Approved bill lets TN corporations avoid increased taxation

A bill that largely spares Tennessee corporations from an increase in state business taxes otherwise triggered by President Donald Trump’s 2017 federal tax overhaul is on its way to Gov. Bill Haslam for his signature, reports the Times Free Press.

According to a legislative fiscal note, enactment of the bill (SB2119, as amended) means the state will be giving up potential $112 million in foregone state corporate excise tax revenue over a period of several years beginning in fiscal year 2020-2021. And businesses, of course, will be spared paying that much in added taxes.

The measure, which started out as a caption bill and was amended earlier this month, was sponsored by Sen. John Stevens (R-Huntington) and Rep. Gerald McCormick (R-Chattanooga) and actively pushed by the Tennessee Chamber of Commerce and Industry along with other business lobbies.
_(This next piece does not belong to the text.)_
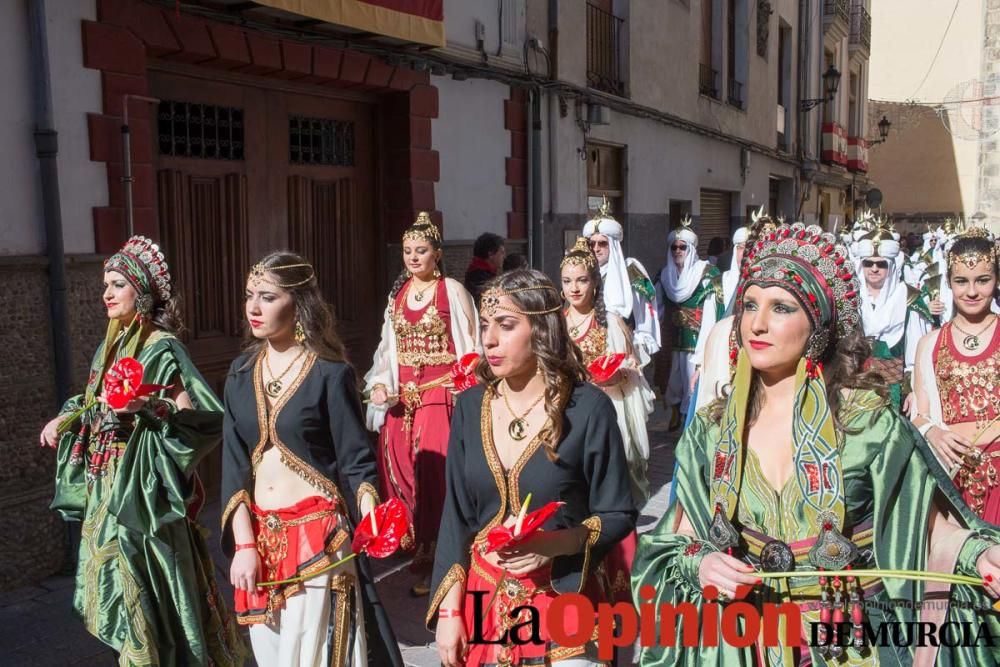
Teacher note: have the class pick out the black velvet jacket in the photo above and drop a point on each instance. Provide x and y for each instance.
(590, 476)
(317, 425)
Under current state law, the deductions allowed on some state levies track those established in federal law. The federal tax overhaul approved by Congress earlier year, while lowering corporate taxes overall, included elimination of some deductions now authorized. The bill was depicted as “decoupling” state tax deductions from the federal law so Tennessee companies can continue to use the deductions.

The legislation is among dozens of bills passed in the waning hours of the 110th General Assembly before state lawmakers wrapped up their work late Wednesday night.

The Tennessee Journal recently quoted Lee Grubbs, HCA Healthcare’s chief tax officer, warning that without decoupling it would result in “one of the largest tax increases that we’ve had in the history of the state on businesses.”

The state normally would match the new federal 30 percent limit on net interest deduction when corporations borrow money for expansions or inventory. Moreover, there were fears the current tax-exempt status of grants from the state Department of Economic and Community Development could disappear.

McCormick, the House Finance Subcommittee chairman, explained on the House floor Wednesday that the federal provisions would show companies are “making more money” while actually “not doing more business.”

That would “automatically have the state have a windfall or a tax increase,” said McCormick, warning that unless Tennessee acted it could result in fewer business expansions here and make the state less attractive to companies looking at coming to the state.